El estratega de JPMorgan, Fabio Bassi, analizó el S&P 500Los rendimientos se mantuvieron después de que Powell, así como los anteriores presidentes de la Fed, Alan Greenspan, Ben Bernanke y Janet Yellen, emitieran advertencias similares. En promedio, el índice de referencia generó una rentabilidad del 8,5 % para los inversores seis meses después y de casi el 13 % al año siguiente.
De hecho, el S&P 500 registró una rentabilidad del 27,2% un año después de que Greenspan diera la voz de alarma en diciembre de 1996 sobre la “exuberancia irracional” del mercado.
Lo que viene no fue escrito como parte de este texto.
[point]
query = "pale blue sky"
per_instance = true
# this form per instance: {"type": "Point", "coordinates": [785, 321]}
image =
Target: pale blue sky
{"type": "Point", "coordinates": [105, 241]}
Las acciones obtuvieron una rentabilidad del 22,6% en los 12 meses posteriores a que Powell declarara en diciembre de 2020 que las valoraciones de las acciones eran altas.

“Si bien estas observaciones se produjeron en un contexto macroeconómico variable, la mayoría se hicieron durante períodos de política monetaria expansiva”, escribió Bassi a sus clientes. De hecho, la Fed redujo su tasa de referencia aproximadamente una semana antes de los últimos comentarios de Powell sobre las valoraciones.
Y aunque algunos inversores han establecido paralelismos entre las condiciones actuales del mercado y las observadas durante la burbuja puntocom de finales de los años 1990, Bassi dijo que existen “diferencias significativas en la actualidad”.
Durante la burbuja puntocom, las acciones de Growth se vieron impulsadas por proyecciones de ganancias exageradas y la euforia de inversores y analistas, con un mínimo respaldo fundamental. … Las acciones de Growth actuales ya están generando un sólido crecimiento orgánico de dos dígitos, con sólidas ventas que generan, en un entorno oligopólico, márgenes de aproximadamente el 25%, y ya están devolviendo parte de estos beneficios a los accionistas mediante recompras de acciones”, afirmó.
Sin duda, el comercio de inteligencia artificial que ha impulsado al S&P 500 a máximos históricos perdió impulso la semana pasada. Los operadores cuestionaron la sostenibilidad de la tendencia, al tiempo que alertaban sobre la posible naturaleza circular de la industria.
Dicho esto, los inversores siguen comprando aparentemente en cada caída, apuntalando el mercado y el comercio de IA.